Sexual harassment has of late become a matter of serious concern for human resource professionals in any corporate environment. The hospice environment in particular has a high incidence of sexual harassment and unprofessional exploitation. Recent researches conducted worldwide have revealed that the healthcare sector is one area where there is an increasing prevalence of sexual harassment and doctors, nurses and the patients have all been vulnerable and victimized. In most cases hospital management lend a deaf ear to this growing menace, which only worsens the scenario. A discussion on the different cases and issues pertaining to sexual assault and misbehavior in the hospital environment bears much importance in highlighting the problem.
Nursing Staff (Sexual Harassment)
The hospital setup with its own unique relationships between the physician, nurse, and the patients creates a fertile ground for potential offenders who do not respect the moral and ethical integrity of the medical profession, to create an inhospitable work environment. Nursing staff are the most affected by sexual harassment by physicians and other co-workers. The professional standing of the nurses as playing a subordinate role to the doctors lends them as natural targets and easy victims for sexual harassment. The proximity with the physicians, which the job demands leaves them more exposed to potential misbehavior from the physicians. Furthermore the prevailing hierarchical nature within the medical sector and the difference in professional status tend to work in favor of the physicians. In view of their career considerations most women in the nursing profession are putting up with this insulting and sexually harassing behavior without much of resistance. [Anita Hoffman]
Some statistical data would help us get a better insight into the prevailing situation in the health care industry. A recent study conducted revealed that around 69% to 85% of nurses have reported to have been subjected to some kind of sexual harassment in their workplace. Another independent study conducted on 188 intensive care nurses revealed that more than 46% of them had undergone sexual harassment in one form or the other and that in almost 82% of the cases the offenders were the physicians. Studies have also revealed that harassment of nurses in the perioperative setup is more than the other areas of the healthcare industry. [Anita Hoffman] The Alberta university study, which analyzed the workplace violence in the hospitals, also confirmed the fact that nurses are the most vulnerable group in the hospital environment for abuse and sexual assault from patients and physicians. The study, which involved 9000 nurses from Alberta and British Columbia, indicated that one out of five nurses admitted to being sexually assaulted at least once during the last five shifts. [Phoebe Dey]
Sexual Harassment (Doctor / Patient)
Another form of sexual harassment that is common is between the doctor and the patient. Research has proved that instances of both the doctors exploiting the patients as well the patients stalking and sexually harassing the doctors (particularly female) are equally common. A research conducted way back in 1992 confirmed that female physicians are prone to sexual harassment by their patients. For the study 422 female physicians in Ontario were surveyed and 75% of them admitted to sexual harassment of one kind or the other by their male patients. These female physicians also reported a high incidence of sexual harassment during their medical training period by their superiors. These instances of sexual misbehavior by their superiors are often unreported because the career prospects of the students hinged on the evaluation of the superiors. [Susan P. Phillips]
One area where there is increasing occurrence of sexual harassment by physicians is the psychiatric clinics. Due to the control that the doctors have over the patient's mind there is high rate of sexual harassment in the psychiatric setup. As an example of this clinical misbehavior is the case of Dr. John Hamilton, former deputy director of the American psychological Association (APA), who was stripped off his license (in 1992) for engaging in forceful sexual misconduct with his patient. During the last ten years 113 psychiatrists have been either suspended or dismissed by the APA. [Church of Scientology] Similarly there are other reported instances wherein the physicians use their professional status to induce a sexual relationship with a patient. Even more alarming is the fact that for personal reasons they delay referring the patient to the appropriate counselor. A typical example is the Gromis vs. Medical Board case of 1992. [Henry R. Fenton]

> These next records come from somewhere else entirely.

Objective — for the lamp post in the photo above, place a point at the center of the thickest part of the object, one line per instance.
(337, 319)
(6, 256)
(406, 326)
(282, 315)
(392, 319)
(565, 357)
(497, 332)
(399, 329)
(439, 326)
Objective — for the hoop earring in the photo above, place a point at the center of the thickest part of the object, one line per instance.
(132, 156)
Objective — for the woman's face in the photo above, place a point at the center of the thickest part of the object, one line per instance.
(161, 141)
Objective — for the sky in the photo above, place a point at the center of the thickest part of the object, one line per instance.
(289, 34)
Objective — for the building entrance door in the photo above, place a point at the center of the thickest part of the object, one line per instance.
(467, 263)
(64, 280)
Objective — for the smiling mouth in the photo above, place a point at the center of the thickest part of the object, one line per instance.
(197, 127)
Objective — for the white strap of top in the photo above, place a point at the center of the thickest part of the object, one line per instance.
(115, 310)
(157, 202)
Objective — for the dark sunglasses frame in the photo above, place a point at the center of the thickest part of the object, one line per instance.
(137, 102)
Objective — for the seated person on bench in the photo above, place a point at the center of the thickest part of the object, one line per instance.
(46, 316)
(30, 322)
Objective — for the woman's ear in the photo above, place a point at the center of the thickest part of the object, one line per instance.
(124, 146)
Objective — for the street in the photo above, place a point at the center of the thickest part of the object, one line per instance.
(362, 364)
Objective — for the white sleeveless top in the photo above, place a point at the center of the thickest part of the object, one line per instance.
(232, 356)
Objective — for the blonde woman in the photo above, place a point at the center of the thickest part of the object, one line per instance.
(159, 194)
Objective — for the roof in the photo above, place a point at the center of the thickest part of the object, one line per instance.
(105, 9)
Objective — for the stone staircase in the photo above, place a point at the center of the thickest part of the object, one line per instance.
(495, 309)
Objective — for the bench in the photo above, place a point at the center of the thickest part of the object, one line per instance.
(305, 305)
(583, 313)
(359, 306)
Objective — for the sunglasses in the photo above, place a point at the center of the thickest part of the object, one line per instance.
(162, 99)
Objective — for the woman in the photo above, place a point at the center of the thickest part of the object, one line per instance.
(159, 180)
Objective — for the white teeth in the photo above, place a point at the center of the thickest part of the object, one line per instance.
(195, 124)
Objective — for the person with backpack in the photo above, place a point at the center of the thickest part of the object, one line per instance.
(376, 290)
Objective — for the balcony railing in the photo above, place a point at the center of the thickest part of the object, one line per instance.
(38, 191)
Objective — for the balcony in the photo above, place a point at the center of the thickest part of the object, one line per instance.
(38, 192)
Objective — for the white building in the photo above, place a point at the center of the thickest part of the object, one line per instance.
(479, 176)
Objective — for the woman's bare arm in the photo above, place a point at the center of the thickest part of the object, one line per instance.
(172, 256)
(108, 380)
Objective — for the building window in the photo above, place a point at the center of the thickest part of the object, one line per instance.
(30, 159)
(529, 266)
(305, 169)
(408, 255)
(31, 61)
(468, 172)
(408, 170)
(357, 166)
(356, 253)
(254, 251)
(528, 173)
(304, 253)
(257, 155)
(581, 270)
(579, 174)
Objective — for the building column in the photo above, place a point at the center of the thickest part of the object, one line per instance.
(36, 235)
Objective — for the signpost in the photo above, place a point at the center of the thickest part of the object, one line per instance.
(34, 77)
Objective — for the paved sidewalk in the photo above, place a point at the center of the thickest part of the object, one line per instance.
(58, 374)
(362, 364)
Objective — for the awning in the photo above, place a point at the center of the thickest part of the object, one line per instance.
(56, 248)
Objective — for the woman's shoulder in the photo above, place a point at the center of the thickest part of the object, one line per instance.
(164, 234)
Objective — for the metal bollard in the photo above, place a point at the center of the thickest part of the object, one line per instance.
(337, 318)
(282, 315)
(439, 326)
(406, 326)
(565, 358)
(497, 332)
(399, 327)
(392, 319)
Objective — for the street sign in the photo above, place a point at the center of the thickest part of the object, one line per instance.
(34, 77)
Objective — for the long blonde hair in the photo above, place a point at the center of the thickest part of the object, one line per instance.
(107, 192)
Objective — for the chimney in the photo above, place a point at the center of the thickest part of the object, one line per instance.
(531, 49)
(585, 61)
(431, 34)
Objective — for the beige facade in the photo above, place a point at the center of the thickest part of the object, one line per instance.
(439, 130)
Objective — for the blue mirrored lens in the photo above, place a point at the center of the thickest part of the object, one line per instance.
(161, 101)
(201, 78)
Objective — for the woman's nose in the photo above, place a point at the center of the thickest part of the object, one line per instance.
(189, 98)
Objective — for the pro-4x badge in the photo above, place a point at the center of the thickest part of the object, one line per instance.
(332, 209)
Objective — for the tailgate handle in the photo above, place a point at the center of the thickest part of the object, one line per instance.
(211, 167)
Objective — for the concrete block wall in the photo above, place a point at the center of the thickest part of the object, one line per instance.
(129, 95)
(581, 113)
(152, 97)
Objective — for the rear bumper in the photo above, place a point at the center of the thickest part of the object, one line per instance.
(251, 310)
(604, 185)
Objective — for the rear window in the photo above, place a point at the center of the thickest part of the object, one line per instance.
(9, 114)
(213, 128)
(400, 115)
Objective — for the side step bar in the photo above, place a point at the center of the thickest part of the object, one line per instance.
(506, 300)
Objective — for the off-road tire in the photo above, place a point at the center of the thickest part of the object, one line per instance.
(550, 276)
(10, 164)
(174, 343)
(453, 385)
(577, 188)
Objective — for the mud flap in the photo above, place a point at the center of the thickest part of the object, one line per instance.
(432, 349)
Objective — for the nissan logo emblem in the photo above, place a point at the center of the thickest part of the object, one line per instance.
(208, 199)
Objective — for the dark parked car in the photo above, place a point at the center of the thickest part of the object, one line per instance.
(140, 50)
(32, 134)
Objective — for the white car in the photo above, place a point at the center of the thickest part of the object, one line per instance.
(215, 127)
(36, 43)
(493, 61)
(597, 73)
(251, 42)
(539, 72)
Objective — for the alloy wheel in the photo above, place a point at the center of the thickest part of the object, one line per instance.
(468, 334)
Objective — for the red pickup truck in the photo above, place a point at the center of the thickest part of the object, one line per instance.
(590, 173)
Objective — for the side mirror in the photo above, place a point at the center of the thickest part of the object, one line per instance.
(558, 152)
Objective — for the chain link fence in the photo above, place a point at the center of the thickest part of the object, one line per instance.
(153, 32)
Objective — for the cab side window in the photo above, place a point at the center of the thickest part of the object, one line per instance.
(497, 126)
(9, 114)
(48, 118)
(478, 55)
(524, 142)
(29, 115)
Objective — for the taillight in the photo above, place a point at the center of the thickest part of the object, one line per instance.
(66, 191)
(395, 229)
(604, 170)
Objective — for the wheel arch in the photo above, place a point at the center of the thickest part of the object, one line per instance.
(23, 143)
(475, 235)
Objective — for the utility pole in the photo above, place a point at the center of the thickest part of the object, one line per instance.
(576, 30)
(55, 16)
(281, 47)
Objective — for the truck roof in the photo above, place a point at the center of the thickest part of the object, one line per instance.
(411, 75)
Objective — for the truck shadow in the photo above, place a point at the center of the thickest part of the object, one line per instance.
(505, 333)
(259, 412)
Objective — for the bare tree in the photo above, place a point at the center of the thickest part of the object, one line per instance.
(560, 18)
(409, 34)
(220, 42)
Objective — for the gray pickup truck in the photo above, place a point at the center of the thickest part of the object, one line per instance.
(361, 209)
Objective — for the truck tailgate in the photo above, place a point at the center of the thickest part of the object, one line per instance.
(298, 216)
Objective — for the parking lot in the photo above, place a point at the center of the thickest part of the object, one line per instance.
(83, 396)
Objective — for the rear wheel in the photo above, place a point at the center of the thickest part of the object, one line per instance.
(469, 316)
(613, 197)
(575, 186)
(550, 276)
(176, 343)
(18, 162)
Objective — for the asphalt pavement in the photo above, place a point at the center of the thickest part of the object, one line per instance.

It is also not unusual for physicians to be stalked by their patients. One common motive for the patients stalking the doctors is seeking a sexual relationship. The closeness that the doctor / patient relationship entails during the consultation and treatment period sometimes evokes unreasonable feelings and actions from the patient. Under these circumstances "sympathy and attention is easily reconstructed as romantic interest" [Michele T. Pathe] leading to distressing situation for the physician who cannot entirely discontinue the treatment due to medical and legal considerations. ('medico legal abandonment considerations') Furthermore, in view of the prevailing situation where the doctors are having the bad image of being 'the exploiters' in a patient / doctor relationship, physicians find it hard to report such abuse and stalking behavior from patients out of fear of cynicism.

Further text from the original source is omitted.